分娩が骨盤臓器脱の原因として多いからといって誤解しないで! 帝王切開をしても、尿漏れや骨盤臓器脱の可能性はゼロにならない。帝王切開では、第3度および第4度の会陰裂傷、長時間または急速な分娩第2期、出産時外傷が防げるけれど、40週間の妊娠自体が骨盤底衰弱のリスク要因。

骨盤臓器脱のサインと症状

・空気がたまっている感じ(膣の中に風船が入っているような感覚)
・水がたまっている感じ(お風呂、プール、海から出ると、膣から水が流れ出る)
・腹圧性失禁や溢流性尿失禁
・膣や直腸が重い、膣や直腸にモノが詰まっている感じ、膣や腸を引きずっている感じ
・膣から塊が出てきている
・尿をうまく出し切れない
・性交痛
・尿路感染症に繰り返しかかる

1カ月あるいは1日のうちで、そういうことがときどきある? 症状は、月経周期のステージや運動の種類によって変わるもの。症状が出たからといって慌てる必要はない。こういった症状は、運動を完全にやめるのではなく、一旦あと戻りして、産前産後に詳しいトレーナーや理学療法士の助けを借りながら立て直しましょうというサイン。体の声に耳を傾けながら、ワークアウトをデザインしよう。

症状が出たら、どうしよう?

あなたは決して1人じゃないし、サポートは絶対得られる。骨盤臓器脱の診断と治療には検査が必要。リアルタイムの超音波検査や非侵襲的な内診で、ママとしての人生や産後の骨盤の健康管理をサポートしてくれる人を探そう。女性専門の理学療法士に相談するのは、あなたの子どもが6週間でも、6歳でも、26歳でも遅くない。

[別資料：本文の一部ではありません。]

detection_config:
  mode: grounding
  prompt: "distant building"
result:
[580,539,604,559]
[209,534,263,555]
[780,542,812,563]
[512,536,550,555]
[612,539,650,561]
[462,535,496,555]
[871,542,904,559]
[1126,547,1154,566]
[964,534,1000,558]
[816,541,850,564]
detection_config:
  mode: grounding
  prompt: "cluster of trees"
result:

産後のエクササイズには、産前産後専門のトレーナーの助けを借りて。妊娠中のエクササイズは産後の骨盤の健康状態に大きな影響を与えるので、過小評価するのは禁物。骨盤底を中心に適切なエクササイズを行おう。

※統計はContinence Foundation of Australiaから。

※この記事は、オーストラリア版ウィメンズヘルスから翻訳されました。